But now, looking at the photo on her phone, she felt a tremor of apprehension. Both cheerleaders in the photo represented one of the company’s biggest customers: Rockstar Cheer, a gym franchise based in Greenville, S.C. Scott Foster, who owned the gym with his wife, regularly fielded top teams, and he cut a memorable figure, with his fake tan and sleeve tattoos. Were it any other gym, Cota might have written off the photo as a crude joke gone awry — and yet because it came from Foster’s gym, it was the latest clue for her that something might be amiss at his franchise.
Foster had come up with a generation of hard-partying cheerleaders in the 1990s and 2000s. That period was an “out-of-control frat party,” said DJ Yeager, the founder of Cheer Updates, whose Twitter account dedicated to sharing cheer-world news has nearly 250,000 followers. Except now, in the 2010s, the revelers were older, and they had money: light beer and marijuana became martinis and harder drugs.

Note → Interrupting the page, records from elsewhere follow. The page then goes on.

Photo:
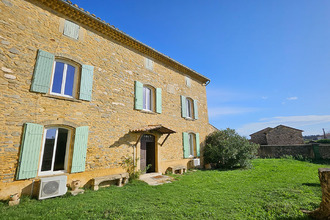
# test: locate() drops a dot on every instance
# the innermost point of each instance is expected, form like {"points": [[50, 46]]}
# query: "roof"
{"points": [[264, 131], [269, 129], [159, 128], [77, 14]]}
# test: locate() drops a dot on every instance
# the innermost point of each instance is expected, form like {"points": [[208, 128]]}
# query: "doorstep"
{"points": [[155, 179]]}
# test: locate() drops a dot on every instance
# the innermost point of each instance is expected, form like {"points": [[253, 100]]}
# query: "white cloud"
{"points": [[311, 124], [292, 98], [220, 111]]}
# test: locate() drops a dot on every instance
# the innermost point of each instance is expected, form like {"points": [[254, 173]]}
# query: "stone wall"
{"points": [[321, 151], [282, 135], [25, 28]]}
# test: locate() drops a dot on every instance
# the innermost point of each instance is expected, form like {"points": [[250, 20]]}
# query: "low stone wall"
{"points": [[314, 151]]}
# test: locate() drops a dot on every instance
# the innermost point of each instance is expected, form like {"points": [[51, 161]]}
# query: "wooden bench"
{"points": [[121, 179], [177, 169]]}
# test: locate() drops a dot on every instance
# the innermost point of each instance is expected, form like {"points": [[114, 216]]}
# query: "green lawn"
{"points": [[273, 189]]}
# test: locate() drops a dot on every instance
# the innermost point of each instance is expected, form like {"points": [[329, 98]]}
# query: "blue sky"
{"points": [[268, 61]]}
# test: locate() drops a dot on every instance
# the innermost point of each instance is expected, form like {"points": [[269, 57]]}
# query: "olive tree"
{"points": [[227, 149]]}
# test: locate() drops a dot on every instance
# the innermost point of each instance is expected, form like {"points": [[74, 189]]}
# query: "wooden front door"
{"points": [[148, 153]]}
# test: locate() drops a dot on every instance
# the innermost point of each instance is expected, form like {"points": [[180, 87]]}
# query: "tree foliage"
{"points": [[227, 149]]}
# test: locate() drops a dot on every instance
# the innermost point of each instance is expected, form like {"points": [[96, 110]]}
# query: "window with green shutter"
{"points": [[147, 98], [30, 151], [79, 150], [189, 108], [58, 76]]}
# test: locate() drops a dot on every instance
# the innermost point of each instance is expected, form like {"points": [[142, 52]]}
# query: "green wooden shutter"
{"points": [[183, 107], [86, 83], [158, 100], [195, 109], [185, 140], [198, 149], [79, 150], [138, 95], [30, 151], [42, 72]]}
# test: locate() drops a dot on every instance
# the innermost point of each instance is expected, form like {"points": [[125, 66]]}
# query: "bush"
{"points": [[227, 149]]}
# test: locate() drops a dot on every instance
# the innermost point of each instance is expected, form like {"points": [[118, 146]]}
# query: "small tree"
{"points": [[227, 149]]}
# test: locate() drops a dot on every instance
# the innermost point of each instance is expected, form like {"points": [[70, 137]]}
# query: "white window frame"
{"points": [[189, 108], [191, 137], [51, 172], [64, 78], [145, 98], [149, 64]]}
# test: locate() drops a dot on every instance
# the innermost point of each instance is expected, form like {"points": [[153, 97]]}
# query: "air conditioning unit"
{"points": [[196, 162], [52, 187]]}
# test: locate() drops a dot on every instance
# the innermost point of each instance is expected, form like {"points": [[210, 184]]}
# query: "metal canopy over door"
{"points": [[148, 153]]}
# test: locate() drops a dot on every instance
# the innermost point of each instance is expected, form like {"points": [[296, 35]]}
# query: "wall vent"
{"points": [[52, 187]]}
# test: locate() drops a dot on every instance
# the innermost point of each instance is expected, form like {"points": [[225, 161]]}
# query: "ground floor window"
{"points": [[191, 145], [54, 151]]}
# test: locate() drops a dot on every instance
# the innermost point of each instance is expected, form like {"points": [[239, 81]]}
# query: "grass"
{"points": [[272, 189]]}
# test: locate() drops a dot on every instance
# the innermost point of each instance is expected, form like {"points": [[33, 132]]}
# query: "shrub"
{"points": [[227, 149]]}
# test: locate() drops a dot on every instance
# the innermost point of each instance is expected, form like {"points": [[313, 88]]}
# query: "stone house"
{"points": [[78, 95], [280, 135]]}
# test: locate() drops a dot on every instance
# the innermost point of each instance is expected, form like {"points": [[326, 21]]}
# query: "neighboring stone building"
{"points": [[280, 135], [78, 95]]}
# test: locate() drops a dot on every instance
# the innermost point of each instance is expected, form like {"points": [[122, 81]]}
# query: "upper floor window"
{"points": [[189, 108], [63, 80], [61, 77], [48, 151], [147, 98], [149, 64]]}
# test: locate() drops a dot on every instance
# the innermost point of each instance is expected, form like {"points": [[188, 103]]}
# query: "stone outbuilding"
{"points": [[280, 135], [78, 95]]}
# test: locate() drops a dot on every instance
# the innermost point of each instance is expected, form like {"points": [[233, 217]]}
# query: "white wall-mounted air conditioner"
{"points": [[52, 187], [196, 162]]}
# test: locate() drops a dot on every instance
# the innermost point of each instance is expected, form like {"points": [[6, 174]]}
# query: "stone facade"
{"points": [[118, 60], [280, 135]]}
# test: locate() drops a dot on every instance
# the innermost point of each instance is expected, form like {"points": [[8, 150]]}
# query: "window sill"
{"points": [[190, 119], [148, 112], [61, 98]]}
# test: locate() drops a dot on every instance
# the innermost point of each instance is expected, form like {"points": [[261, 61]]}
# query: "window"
{"points": [[188, 81], [147, 98], [46, 150], [54, 151], [64, 75], [60, 77], [71, 29], [149, 64], [189, 108], [191, 145]]}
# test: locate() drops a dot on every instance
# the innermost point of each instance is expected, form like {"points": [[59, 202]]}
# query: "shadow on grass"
{"points": [[306, 217], [312, 184]]}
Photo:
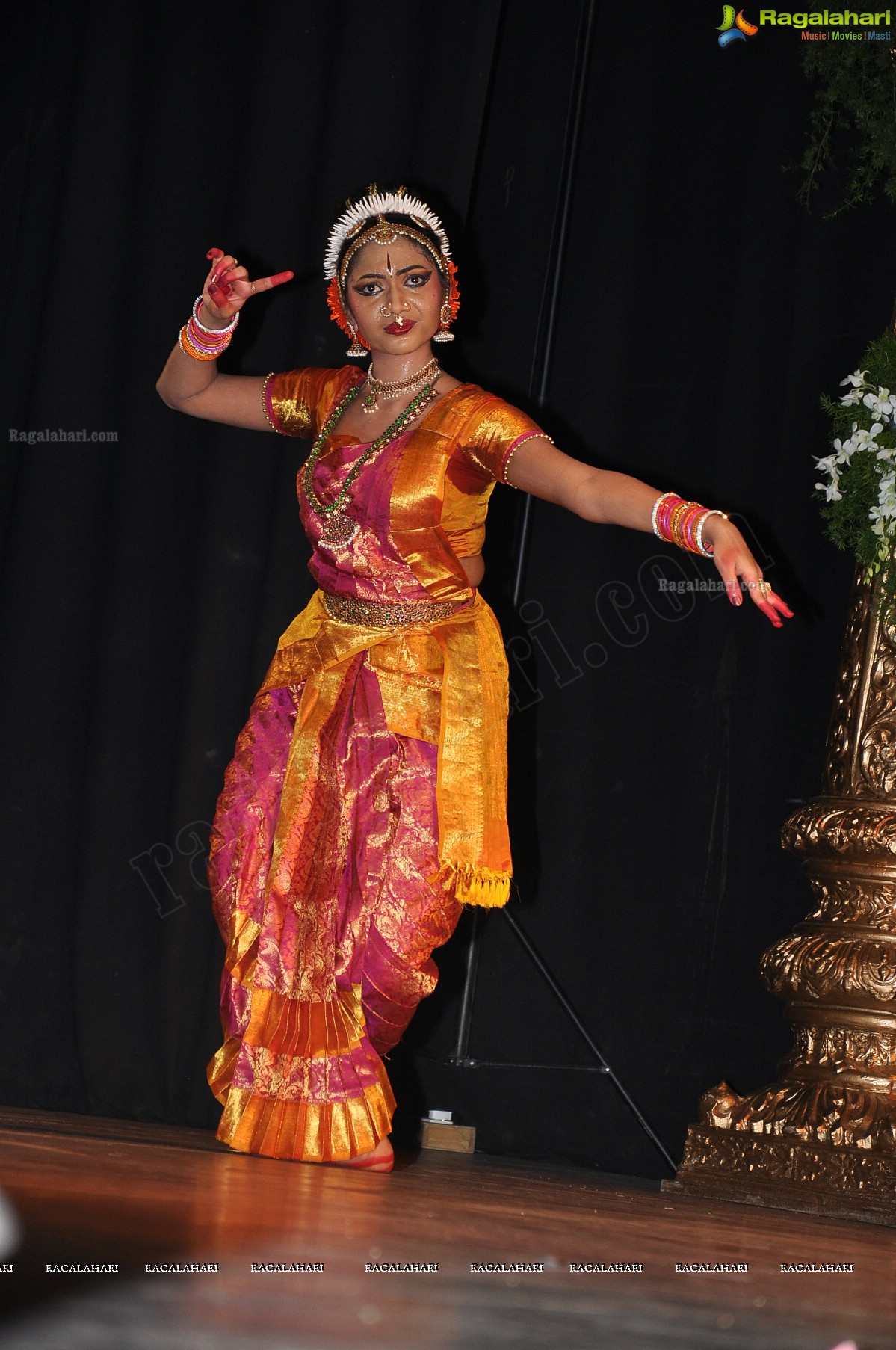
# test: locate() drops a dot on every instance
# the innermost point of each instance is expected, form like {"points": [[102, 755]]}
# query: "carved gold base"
{"points": [[822, 1140], [787, 1174]]}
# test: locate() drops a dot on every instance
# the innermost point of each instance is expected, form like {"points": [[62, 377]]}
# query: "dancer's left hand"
{"points": [[740, 571]]}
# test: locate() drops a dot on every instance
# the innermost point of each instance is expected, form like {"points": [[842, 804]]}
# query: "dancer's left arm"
{"points": [[611, 499]]}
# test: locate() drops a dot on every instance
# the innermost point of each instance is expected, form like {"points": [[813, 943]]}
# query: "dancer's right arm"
{"points": [[196, 386]]}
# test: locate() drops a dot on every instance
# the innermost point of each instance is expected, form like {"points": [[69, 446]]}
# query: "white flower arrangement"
{"points": [[859, 478]]}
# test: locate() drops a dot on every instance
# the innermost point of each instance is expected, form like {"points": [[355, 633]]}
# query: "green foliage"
{"points": [[854, 99]]}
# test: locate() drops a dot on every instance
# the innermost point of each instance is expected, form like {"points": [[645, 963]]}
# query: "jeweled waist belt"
{"points": [[347, 609]]}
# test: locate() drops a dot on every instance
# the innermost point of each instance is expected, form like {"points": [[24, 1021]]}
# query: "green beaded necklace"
{"points": [[339, 528]]}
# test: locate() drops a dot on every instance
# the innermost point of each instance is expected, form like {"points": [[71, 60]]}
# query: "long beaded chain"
{"points": [[339, 528]]}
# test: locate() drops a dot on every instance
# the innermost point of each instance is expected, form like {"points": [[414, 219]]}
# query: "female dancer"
{"points": [[368, 797]]}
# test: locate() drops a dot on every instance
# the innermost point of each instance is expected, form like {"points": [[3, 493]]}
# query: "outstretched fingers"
{"points": [[276, 280], [229, 284]]}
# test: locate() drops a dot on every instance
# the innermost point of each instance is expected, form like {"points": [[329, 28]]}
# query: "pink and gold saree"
{"points": [[366, 801]]}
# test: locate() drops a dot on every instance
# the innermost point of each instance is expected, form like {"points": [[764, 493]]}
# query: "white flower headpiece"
{"points": [[381, 204]]}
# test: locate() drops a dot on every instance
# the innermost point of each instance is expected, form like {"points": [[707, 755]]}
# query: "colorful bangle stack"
{"points": [[682, 523], [204, 343]]}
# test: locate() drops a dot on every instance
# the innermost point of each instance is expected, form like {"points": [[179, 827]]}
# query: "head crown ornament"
{"points": [[381, 204]]}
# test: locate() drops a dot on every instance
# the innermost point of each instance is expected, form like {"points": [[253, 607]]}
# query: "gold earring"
{"points": [[444, 319]]}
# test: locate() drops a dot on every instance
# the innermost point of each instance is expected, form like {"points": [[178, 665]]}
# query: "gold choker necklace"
{"points": [[392, 389]]}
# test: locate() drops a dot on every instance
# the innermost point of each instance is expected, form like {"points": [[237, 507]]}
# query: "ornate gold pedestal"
{"points": [[824, 1137]]}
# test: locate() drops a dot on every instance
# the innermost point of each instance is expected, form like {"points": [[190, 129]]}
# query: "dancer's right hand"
{"points": [[227, 288]]}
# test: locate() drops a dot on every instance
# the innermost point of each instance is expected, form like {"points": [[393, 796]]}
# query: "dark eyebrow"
{"points": [[381, 276]]}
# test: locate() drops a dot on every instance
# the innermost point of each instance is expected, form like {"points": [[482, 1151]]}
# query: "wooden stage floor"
{"points": [[93, 1191]]}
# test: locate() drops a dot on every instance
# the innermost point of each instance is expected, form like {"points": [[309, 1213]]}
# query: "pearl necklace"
{"points": [[392, 389]]}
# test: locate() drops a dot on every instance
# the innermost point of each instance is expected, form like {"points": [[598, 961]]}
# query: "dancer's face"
{"points": [[395, 293]]}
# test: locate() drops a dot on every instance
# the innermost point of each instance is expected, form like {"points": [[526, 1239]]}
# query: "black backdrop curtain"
{"points": [[658, 742]]}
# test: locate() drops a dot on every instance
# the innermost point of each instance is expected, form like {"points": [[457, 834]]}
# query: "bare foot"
{"points": [[378, 1160]]}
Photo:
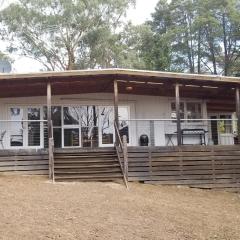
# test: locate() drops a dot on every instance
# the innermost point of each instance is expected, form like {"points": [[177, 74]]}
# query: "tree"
{"points": [[201, 35], [64, 34]]}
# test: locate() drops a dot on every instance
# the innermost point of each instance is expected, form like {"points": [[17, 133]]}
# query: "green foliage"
{"points": [[202, 35]]}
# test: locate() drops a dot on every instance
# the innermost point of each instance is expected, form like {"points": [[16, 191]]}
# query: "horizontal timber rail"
{"points": [[195, 166]]}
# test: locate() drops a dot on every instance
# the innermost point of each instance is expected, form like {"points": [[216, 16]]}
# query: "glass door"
{"points": [[71, 127], [25, 127], [89, 126], [34, 133], [17, 127]]}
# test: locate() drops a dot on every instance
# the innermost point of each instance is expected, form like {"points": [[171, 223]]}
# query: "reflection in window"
{"points": [[71, 115], [57, 123], [16, 129], [89, 126], [33, 127], [225, 126], [89, 136], [194, 110], [107, 126], [123, 124], [57, 135], [71, 137], [174, 112], [56, 115], [89, 116]]}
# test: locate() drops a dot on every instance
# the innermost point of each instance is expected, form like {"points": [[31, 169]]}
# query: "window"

Cheer insiders say a code of silence developed among coaches and Varsity executives. Because so many people had joined in on the “frat party,” they were afraid to point fingers. Patrick Cowherd, a gym owner who briefly served on the organization’s national advisory board in the mid-2010s, and others told me that Foster was often visibly intoxicated. “The U.S.A.S.F. knew about Scott Foster and these issues he was having,” Cowherd told me. “They were not interested in anything that could bring a bad light.” Les Stella, the former U.S.A.S.F. executive, agreed. In his opinion, he said, the governing body was preoccupied with protecting gym franchises like Rockstar that were big moneymakers for Varsity. “It’s not good, honest to say it,” he said recently.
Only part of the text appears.